Be clear about your issues with the advisor

“If something doesn’t work, tell it like it is. That way you don’t waste your time or theirs and everyone can move on, ”says Grace S. Yung, Wealth Manager and Managing Director of Midtown Financial Group. “Tell them what works for you and what doesn’t. Chances are, if you feel something is wrong, so are they. In her 26 years of experience, Yung says she has realized that you can’t click with everyone, and that’s okay. “It’s about finding a good fit. If after a heart to heart it still doesn’t work for you, there are no surprises and you have given the opportunity to the relationship to work, ”Yung explains.
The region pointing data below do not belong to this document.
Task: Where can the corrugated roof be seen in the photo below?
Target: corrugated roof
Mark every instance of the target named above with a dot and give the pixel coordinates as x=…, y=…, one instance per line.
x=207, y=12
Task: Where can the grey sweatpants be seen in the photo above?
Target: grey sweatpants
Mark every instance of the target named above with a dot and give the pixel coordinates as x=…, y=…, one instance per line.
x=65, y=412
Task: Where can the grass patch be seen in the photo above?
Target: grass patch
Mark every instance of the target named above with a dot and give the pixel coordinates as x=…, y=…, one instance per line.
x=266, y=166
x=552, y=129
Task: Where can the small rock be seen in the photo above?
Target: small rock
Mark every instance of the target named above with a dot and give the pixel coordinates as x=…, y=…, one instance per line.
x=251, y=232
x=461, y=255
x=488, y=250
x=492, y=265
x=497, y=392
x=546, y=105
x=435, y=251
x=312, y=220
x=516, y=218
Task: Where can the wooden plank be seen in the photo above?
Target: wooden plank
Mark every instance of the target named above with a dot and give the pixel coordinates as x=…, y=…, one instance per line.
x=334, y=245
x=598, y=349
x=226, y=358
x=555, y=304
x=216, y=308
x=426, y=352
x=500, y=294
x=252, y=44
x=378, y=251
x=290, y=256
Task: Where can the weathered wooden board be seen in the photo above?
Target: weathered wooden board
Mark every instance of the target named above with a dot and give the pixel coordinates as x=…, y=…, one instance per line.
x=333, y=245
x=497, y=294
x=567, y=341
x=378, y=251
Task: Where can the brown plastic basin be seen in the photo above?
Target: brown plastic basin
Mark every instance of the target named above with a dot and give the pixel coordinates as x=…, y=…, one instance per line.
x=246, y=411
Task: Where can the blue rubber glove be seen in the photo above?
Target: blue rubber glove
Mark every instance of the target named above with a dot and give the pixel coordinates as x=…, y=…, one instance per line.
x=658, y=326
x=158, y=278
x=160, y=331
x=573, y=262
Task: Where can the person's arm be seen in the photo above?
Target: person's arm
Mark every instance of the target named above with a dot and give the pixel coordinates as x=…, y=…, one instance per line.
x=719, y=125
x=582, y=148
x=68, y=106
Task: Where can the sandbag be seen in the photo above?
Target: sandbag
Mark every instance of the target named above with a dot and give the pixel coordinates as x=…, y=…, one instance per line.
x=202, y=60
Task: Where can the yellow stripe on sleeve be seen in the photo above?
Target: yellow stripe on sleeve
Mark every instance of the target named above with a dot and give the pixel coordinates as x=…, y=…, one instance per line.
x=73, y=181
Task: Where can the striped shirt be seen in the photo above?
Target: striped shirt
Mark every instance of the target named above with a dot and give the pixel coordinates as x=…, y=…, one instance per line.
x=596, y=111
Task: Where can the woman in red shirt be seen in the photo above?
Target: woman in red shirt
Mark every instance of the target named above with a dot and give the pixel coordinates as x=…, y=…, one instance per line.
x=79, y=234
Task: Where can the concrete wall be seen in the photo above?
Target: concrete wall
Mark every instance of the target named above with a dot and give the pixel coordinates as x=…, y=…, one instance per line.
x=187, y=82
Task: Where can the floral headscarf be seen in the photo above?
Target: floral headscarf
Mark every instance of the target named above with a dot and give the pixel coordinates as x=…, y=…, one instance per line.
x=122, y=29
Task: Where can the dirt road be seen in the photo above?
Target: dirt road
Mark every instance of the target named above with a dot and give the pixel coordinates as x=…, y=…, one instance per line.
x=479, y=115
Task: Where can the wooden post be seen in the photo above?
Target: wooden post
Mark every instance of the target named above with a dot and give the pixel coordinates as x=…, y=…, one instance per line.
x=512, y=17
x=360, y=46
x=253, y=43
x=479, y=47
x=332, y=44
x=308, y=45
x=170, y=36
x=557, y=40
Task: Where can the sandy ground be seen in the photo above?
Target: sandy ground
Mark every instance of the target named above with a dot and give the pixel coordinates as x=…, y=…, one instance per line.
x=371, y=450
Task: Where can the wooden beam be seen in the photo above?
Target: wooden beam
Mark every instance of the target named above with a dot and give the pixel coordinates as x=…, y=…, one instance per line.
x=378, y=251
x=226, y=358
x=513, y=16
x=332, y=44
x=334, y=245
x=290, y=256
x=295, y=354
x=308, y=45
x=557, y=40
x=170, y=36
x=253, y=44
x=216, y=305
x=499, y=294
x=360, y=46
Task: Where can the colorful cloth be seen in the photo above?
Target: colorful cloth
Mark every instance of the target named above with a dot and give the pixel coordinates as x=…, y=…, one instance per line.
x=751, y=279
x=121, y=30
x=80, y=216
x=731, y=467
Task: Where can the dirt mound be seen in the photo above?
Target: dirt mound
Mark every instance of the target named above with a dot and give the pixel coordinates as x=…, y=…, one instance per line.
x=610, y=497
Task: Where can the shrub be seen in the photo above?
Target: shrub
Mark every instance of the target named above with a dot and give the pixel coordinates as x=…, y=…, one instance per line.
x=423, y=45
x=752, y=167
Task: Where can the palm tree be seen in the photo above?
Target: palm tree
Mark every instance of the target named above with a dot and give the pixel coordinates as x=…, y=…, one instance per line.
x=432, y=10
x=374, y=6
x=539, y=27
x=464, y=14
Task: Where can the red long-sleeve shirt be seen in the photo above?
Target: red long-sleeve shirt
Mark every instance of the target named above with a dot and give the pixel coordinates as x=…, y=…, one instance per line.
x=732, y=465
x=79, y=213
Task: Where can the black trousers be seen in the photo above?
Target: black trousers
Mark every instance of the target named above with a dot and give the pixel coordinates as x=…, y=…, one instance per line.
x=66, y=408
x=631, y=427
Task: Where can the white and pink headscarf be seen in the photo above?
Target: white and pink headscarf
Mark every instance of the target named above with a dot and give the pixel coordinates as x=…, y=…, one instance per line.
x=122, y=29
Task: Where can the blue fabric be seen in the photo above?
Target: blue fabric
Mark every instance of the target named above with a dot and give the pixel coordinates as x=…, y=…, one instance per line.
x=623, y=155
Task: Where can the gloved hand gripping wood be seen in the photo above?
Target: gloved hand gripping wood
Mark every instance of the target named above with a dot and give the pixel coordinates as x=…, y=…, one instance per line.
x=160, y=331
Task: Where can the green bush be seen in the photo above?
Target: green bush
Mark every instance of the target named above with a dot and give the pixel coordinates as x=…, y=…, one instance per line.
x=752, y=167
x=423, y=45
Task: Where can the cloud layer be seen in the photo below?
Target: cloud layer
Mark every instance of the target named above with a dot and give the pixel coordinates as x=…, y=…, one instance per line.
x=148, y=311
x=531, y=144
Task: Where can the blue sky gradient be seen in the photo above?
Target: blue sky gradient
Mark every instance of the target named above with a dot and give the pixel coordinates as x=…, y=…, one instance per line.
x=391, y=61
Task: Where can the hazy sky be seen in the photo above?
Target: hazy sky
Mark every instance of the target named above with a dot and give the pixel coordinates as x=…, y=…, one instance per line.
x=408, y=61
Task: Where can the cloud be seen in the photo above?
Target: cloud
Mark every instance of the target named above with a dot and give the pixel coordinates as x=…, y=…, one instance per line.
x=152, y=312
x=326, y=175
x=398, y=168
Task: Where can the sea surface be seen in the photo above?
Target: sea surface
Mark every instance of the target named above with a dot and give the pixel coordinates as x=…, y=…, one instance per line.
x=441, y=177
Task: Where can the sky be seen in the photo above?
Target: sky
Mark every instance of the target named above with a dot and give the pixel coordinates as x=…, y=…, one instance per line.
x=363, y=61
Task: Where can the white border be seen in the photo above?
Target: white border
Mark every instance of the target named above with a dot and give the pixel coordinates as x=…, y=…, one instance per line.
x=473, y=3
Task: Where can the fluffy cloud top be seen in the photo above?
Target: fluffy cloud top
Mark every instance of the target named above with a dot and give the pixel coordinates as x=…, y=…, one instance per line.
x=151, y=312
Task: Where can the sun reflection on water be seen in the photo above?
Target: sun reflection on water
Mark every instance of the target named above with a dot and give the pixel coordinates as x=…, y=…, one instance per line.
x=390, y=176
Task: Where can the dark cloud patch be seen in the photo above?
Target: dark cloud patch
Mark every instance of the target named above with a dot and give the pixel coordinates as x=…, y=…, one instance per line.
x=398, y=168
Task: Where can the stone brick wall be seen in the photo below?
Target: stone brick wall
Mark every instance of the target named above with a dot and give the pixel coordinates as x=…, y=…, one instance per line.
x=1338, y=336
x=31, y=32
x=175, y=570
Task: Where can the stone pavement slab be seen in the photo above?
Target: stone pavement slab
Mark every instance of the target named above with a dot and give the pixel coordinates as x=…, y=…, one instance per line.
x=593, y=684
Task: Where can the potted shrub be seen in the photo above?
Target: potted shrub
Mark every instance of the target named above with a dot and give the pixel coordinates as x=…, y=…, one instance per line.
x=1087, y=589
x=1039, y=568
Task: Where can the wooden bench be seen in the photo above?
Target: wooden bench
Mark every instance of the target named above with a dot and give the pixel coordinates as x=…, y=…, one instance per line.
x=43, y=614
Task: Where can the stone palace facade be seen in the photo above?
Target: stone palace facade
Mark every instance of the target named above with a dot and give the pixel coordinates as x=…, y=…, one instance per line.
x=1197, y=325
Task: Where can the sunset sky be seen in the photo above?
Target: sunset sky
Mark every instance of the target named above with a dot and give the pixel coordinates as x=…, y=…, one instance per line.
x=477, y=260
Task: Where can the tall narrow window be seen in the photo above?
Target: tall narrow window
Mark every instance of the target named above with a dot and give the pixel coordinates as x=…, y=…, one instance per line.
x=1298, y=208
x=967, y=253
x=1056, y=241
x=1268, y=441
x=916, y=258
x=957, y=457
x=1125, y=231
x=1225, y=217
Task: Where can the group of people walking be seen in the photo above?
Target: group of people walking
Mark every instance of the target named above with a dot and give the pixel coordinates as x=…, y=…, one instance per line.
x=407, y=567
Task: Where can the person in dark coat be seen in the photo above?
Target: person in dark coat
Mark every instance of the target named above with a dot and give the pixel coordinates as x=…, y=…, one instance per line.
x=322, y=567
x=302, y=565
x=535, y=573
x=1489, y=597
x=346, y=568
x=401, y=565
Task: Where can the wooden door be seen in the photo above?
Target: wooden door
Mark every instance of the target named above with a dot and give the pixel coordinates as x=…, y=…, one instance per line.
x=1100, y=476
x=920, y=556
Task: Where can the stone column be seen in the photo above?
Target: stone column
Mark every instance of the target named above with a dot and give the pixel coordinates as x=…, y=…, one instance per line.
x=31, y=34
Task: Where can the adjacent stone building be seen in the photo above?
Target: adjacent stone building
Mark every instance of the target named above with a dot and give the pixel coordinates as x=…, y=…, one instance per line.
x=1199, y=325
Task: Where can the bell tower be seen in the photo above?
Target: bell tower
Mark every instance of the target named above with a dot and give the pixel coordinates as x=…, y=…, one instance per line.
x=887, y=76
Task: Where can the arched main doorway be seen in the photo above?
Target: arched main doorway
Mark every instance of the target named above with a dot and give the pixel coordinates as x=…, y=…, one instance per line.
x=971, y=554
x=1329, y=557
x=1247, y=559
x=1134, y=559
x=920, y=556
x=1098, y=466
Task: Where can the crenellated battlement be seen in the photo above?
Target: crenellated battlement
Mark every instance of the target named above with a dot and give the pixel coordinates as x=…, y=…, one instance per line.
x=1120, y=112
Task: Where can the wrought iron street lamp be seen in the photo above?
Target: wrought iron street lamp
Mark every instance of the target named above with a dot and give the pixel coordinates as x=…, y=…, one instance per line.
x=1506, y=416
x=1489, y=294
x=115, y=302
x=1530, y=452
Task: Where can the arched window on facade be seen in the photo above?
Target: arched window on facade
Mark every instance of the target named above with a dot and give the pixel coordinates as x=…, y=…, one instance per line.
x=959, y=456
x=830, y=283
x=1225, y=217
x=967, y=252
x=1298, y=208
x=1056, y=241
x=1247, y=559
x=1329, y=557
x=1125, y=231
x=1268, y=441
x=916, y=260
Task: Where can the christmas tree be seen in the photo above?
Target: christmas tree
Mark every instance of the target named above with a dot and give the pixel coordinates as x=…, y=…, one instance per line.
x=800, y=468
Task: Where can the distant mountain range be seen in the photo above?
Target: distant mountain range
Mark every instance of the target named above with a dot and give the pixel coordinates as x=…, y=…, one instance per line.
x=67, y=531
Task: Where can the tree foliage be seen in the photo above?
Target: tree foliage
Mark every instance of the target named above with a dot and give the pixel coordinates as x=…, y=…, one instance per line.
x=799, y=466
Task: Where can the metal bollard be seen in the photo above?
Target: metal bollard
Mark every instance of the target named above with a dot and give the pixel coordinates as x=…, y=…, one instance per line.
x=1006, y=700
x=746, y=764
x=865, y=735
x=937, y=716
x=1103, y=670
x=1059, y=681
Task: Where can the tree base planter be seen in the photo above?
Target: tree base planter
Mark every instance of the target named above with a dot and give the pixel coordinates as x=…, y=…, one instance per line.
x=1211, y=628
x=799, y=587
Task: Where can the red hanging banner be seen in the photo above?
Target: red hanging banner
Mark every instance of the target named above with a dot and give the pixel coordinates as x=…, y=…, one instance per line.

Consider giving them a chance to do it right

Grant says you should also tell the advisor what went wrong, and he may be able to fix it. If there is something that caused the split, like a bad customer service experience, I want to know. If it’s because of a service we haven’t offered, I also want to know. I want the chance to make things right even though the client has decided to leave, ”Grant says. (This tool can help you find a planner that meets your needs.)

Don’t ghost

Whether it’s a romantic or financial relationship, no one likes to be a ghost. “No explanation is worse than receiving even the most difficult comments,” says Jeanne Fisher, Certified Financial Planner and Ambassador of the CFP Board of Directors.

Conclusion: “Open communication is the key to a successful working relationship. Many times it may be that open discussions can set appropriate expectations for both parties. In addition, they can give each party the opportunity to contribute to the success of the engagement. It’s a two-way street, ”says Yung.